Last August’s massive failure on the East Coast raised awareness about how very vulnerable the electric power grid is to massive accidental failures and to cyber-attacks. A group of researchers in the School of Electrical Engineering and Computer Science, including professors Dave Bakken, Carl Hauser and Anjan Bose, are working to improve the communication infrastructure of the power grid. They are developing what they hope will be an “electricity-communications superhighway’’ that will prevent communication failures that contribute to blackouts.

Their new software system, GridStat, is a versatile approach to handling the scaling-up of data that is imperative to running a deregulated power grid and to increasing its reliability and security.

The electric power grid’s existing communication infrastructure was designed decades ago when computer networks were much less advanced and power companies had complete control of a geographic region. Since then, a large number of intelligent devices to better monitor and control the grid have been developed.
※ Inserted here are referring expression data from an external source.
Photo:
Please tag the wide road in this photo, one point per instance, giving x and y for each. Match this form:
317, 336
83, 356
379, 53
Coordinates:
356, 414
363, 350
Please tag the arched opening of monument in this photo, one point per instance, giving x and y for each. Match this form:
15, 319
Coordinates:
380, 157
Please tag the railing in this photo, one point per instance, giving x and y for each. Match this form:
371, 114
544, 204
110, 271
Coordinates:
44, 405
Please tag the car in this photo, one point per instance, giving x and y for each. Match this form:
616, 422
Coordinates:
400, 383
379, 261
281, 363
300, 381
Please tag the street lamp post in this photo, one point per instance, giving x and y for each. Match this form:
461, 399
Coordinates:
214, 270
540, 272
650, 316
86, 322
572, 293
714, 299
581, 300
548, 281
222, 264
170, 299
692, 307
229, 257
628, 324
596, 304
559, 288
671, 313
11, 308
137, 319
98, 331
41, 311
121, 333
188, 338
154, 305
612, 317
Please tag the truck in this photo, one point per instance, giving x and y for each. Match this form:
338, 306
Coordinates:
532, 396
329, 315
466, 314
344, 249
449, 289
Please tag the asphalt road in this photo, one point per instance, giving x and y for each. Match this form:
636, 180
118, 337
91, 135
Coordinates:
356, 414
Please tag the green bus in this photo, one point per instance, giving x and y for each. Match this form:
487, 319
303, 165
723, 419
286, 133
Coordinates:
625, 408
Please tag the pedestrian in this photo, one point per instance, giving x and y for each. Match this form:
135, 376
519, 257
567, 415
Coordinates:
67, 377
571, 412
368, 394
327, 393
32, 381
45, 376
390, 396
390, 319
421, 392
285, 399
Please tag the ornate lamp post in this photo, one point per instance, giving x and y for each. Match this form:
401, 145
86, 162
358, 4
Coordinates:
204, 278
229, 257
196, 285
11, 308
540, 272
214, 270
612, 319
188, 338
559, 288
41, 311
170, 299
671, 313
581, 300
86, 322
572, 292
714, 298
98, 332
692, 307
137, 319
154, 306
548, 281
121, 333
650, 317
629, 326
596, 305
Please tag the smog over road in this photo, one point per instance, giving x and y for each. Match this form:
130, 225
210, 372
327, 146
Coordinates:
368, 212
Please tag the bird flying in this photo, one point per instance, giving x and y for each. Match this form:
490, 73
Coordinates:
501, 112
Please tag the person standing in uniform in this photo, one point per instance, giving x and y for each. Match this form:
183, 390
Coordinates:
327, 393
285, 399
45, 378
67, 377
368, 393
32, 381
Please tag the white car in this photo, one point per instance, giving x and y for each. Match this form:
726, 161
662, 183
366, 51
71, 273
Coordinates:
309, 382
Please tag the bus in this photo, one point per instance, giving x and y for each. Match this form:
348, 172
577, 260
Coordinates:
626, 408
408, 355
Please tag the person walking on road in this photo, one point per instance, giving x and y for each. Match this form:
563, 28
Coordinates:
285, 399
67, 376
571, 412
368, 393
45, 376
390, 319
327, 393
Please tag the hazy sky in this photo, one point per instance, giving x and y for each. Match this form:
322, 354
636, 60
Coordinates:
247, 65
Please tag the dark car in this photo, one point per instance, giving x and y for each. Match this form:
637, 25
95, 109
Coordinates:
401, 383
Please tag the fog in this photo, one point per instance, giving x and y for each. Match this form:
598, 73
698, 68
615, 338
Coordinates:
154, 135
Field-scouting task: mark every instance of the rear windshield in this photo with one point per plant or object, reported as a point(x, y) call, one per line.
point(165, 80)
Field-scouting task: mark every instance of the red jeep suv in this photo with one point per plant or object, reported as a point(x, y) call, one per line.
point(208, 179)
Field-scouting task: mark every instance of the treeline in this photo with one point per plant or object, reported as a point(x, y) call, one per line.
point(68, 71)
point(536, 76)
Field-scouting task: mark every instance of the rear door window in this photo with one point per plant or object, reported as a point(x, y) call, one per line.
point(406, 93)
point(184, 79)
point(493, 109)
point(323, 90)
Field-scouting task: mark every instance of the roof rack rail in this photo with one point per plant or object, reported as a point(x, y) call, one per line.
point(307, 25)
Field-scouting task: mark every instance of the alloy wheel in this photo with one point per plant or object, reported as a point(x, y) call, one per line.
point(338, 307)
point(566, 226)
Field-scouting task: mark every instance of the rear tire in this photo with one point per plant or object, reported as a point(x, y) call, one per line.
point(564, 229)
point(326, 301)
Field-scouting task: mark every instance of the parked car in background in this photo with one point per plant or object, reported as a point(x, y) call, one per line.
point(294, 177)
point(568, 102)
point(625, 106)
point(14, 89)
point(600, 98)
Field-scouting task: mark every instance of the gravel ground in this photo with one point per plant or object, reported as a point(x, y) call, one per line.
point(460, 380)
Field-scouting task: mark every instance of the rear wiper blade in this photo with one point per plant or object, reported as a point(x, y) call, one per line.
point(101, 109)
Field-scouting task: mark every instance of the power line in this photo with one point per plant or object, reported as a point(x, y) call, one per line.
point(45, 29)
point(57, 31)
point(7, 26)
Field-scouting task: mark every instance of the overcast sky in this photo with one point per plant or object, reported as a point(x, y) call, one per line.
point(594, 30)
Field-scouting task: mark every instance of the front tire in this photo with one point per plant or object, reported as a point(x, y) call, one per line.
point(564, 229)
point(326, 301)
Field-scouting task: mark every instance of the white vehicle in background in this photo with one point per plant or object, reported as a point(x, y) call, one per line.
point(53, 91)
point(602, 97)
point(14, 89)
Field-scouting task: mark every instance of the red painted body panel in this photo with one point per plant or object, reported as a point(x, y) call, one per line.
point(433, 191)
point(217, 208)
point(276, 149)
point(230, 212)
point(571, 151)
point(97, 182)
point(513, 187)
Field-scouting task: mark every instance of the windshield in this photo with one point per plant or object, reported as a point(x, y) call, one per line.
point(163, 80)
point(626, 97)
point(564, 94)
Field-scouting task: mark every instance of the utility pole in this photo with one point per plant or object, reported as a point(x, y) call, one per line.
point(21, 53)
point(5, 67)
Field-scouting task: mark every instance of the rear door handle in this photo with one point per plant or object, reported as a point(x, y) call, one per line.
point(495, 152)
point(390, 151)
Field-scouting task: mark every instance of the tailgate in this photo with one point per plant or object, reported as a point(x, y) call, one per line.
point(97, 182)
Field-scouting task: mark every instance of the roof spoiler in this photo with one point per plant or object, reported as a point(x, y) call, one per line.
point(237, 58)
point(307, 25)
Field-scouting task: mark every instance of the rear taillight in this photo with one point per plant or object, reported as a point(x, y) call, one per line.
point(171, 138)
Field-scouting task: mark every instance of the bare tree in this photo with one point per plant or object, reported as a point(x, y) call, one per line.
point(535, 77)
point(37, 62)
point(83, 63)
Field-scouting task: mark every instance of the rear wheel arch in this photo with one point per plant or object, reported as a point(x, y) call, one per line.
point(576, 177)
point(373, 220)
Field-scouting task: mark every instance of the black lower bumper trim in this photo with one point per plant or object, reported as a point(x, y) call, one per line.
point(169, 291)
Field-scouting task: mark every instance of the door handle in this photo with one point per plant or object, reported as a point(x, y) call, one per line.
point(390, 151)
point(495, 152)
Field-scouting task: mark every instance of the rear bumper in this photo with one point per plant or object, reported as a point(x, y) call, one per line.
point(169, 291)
Additionally, deregulation in the electric power industry means that many more companies are involved in the generation, transmission, distribution, trading and monitoring of power than in earlier years.

GridStat is a new kind of middleware, a class of software technologies that sits above a computer operating system but below an application program, and helps manage complex distributed communications. GridStat provides resilient, secure and timely status information delivery across a wide area. At the same time, rather than requiring sophisticated software programming, the system is easy for power engineers to use.
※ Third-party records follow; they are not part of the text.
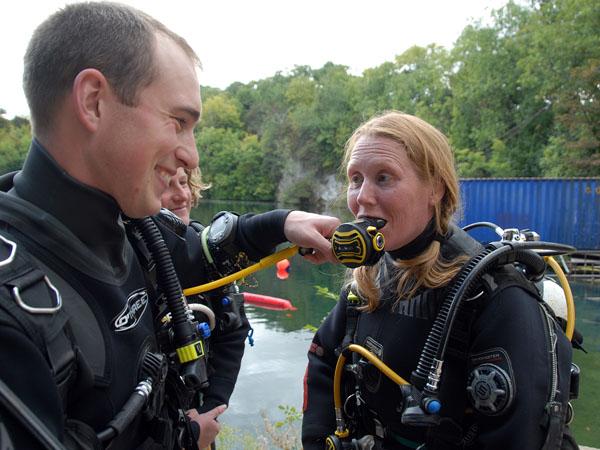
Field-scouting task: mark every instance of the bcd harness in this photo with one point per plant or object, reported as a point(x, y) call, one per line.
point(76, 356)
point(447, 432)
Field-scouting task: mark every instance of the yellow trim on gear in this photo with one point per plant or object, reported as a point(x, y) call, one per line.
point(190, 352)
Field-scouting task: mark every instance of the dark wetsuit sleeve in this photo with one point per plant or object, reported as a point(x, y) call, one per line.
point(26, 373)
point(512, 321)
point(319, 415)
point(227, 349)
point(258, 234)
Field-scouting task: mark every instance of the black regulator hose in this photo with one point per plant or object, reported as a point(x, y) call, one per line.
point(494, 255)
point(167, 279)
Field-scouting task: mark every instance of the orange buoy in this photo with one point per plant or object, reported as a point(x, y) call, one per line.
point(283, 269)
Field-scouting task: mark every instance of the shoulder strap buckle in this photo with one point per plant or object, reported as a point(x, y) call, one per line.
point(13, 251)
point(38, 310)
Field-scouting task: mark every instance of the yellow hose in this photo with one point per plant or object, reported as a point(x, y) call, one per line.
point(262, 264)
point(337, 377)
point(568, 295)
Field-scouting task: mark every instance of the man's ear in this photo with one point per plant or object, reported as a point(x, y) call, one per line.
point(89, 88)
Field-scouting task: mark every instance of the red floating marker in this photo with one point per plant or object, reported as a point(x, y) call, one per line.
point(268, 302)
point(283, 269)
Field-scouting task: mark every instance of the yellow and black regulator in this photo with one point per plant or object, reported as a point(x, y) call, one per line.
point(359, 243)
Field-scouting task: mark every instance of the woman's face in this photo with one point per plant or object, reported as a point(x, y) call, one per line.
point(178, 197)
point(383, 183)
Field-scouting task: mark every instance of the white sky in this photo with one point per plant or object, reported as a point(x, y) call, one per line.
point(245, 40)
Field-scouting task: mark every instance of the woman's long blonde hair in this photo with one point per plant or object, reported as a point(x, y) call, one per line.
point(429, 151)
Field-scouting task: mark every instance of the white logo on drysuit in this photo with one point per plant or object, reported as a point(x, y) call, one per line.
point(133, 310)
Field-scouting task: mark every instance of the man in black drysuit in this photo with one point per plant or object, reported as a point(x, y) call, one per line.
point(114, 100)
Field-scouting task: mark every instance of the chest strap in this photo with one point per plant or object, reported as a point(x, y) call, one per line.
point(29, 299)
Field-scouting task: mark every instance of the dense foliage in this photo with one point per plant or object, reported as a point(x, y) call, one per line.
point(518, 97)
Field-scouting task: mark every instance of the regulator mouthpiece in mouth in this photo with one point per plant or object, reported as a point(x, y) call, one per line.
point(359, 243)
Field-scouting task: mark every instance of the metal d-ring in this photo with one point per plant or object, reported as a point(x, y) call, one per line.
point(13, 251)
point(34, 310)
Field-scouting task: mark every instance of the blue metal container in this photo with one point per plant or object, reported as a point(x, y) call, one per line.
point(565, 210)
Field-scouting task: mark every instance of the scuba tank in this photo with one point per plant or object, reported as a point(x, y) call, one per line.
point(420, 404)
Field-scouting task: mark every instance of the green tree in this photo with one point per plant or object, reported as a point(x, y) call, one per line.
point(15, 137)
point(563, 66)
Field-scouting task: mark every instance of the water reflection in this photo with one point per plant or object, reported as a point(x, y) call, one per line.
point(272, 370)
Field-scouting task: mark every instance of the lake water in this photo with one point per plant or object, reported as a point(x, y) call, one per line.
point(273, 369)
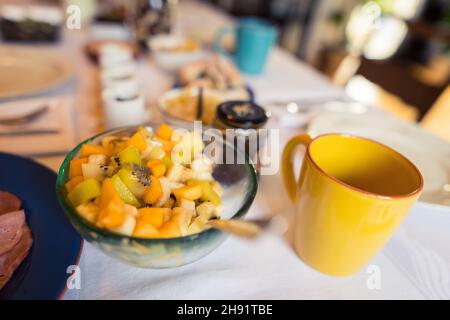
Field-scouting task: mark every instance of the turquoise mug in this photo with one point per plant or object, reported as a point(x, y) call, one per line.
point(254, 39)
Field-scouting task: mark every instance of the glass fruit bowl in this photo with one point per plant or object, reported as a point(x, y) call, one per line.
point(238, 181)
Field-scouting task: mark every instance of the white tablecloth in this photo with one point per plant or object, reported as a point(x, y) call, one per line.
point(415, 264)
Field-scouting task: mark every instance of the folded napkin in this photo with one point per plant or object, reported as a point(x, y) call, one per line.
point(50, 133)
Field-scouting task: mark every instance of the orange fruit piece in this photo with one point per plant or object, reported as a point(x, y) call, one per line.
point(157, 167)
point(75, 167)
point(154, 216)
point(170, 229)
point(164, 132)
point(189, 192)
point(89, 149)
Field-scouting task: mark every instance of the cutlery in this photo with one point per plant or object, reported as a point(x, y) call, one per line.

The researchers on the project are a unique interdisciplinary team from computer science and electrical engineering, combining expertise in power engineering and distributed computing. GridStat is more powerful, more versatile and more secure than the existing power grid communication system and will be capable of more sophisticated real-time control. A GridStat laboratory prototype is operational at WSU. A demonstration can be viewed at

GridStat has been under development for almost four years. It has received funding from the Critical Infrastructure Protection program of the National Institute of Standards and Technology (NIST) and the National Science Foundation (NSF). Avista Utilities supported development of the GridStat web demonstration. Discussions are under way with the U.S. Department of Homeland Security and Department of Energy concerning additional funding for further hardening and extending GridStat’s capabilities.
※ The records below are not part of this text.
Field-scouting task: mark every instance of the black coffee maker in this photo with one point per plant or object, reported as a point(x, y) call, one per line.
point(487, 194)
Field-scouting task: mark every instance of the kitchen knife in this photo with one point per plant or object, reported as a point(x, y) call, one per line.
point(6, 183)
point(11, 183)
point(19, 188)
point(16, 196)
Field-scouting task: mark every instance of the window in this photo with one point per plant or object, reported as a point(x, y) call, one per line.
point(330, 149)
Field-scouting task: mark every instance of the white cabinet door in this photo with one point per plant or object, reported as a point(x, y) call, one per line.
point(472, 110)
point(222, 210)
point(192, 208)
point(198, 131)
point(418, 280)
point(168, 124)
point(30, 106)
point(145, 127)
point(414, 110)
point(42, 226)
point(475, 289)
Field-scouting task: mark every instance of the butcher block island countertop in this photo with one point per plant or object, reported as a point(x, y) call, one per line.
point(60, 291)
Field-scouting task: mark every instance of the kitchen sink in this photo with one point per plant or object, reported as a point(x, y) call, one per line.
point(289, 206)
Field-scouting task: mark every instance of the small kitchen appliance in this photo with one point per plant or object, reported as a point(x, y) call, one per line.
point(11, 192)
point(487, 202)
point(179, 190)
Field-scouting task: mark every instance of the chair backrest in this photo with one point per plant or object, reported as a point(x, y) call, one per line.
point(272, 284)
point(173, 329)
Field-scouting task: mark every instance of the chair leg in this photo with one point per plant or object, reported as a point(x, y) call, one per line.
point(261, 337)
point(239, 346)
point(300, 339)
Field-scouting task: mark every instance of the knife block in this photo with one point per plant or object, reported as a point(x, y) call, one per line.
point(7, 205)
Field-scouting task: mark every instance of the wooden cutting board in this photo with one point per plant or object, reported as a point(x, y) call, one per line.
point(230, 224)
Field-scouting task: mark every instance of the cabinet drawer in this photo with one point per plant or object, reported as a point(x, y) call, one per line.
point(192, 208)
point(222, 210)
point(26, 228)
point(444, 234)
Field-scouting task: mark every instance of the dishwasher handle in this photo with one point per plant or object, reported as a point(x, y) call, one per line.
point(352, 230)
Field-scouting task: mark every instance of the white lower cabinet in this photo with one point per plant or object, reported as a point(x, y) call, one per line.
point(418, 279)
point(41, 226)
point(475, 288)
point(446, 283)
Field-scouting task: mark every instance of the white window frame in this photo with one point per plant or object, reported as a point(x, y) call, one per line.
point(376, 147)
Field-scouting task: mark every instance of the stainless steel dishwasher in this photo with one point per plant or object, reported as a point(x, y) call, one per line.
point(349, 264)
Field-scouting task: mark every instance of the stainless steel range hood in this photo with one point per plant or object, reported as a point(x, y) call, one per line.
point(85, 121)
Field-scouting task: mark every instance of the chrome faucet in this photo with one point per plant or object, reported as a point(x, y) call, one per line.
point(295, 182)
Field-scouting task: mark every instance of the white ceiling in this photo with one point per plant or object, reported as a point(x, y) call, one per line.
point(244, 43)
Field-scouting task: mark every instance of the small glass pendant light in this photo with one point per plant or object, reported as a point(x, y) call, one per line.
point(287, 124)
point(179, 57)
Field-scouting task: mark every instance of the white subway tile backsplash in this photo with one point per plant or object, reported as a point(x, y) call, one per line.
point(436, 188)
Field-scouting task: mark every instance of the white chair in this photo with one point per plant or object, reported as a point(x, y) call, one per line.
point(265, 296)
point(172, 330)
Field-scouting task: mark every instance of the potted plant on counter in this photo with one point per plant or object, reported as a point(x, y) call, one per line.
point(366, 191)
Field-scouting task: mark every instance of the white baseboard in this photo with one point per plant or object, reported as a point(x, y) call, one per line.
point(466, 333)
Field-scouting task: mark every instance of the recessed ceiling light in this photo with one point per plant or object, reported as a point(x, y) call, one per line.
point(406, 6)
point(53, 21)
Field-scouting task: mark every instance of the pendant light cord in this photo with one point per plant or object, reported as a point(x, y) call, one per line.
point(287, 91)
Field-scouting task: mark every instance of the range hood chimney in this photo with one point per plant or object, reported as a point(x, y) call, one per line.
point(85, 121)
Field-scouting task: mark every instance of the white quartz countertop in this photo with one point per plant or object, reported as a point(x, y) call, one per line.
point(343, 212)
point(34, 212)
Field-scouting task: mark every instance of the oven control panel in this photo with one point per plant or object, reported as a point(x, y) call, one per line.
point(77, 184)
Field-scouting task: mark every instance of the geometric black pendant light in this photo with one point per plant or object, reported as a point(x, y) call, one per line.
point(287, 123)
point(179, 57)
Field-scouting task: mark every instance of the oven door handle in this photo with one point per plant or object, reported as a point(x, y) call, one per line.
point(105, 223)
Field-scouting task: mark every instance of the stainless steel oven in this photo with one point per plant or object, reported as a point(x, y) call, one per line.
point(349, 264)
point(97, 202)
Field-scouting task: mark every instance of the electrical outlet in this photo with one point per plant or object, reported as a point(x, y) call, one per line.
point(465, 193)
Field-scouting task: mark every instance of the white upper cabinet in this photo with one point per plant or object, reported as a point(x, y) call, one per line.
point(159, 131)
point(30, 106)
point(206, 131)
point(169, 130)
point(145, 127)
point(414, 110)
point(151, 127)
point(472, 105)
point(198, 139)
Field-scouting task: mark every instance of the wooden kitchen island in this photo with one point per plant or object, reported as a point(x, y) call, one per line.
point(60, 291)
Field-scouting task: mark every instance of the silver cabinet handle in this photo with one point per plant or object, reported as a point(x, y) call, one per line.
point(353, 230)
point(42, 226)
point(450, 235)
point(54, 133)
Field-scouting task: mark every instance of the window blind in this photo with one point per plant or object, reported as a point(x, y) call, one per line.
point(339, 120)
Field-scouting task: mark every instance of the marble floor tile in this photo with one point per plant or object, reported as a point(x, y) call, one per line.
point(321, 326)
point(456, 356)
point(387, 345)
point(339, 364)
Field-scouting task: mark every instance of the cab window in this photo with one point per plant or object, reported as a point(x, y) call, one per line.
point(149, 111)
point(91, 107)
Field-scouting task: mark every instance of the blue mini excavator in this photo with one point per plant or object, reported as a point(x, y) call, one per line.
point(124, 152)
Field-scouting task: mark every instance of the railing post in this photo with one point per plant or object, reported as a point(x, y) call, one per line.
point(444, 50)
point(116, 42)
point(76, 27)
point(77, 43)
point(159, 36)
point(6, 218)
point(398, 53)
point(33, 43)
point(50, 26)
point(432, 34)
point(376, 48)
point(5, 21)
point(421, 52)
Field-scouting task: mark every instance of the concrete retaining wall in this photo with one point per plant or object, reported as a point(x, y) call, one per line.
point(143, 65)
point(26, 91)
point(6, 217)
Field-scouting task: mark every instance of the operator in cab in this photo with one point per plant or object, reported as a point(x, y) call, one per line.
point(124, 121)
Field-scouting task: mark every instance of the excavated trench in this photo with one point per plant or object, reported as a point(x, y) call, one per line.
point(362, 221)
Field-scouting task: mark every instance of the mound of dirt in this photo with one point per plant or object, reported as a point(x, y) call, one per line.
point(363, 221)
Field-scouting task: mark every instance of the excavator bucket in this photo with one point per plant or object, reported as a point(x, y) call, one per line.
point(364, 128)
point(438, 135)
Funds also may come available through the Virtual Possibilities Network (VPnet) project, 200 miles of optic fiber connecting higher education institutions in eastern Washington and Idaho in order to encourage regional collaboration on projects among higher education, medical, business and government communities. VPnet could facilitate collaboration on GridStat with Avista, the Bonneville Power Administration and other power entities.

It is estimated GridStat over time could create 100 jobs in the region as it pursues commercialization and eventual expansion to overseas markets.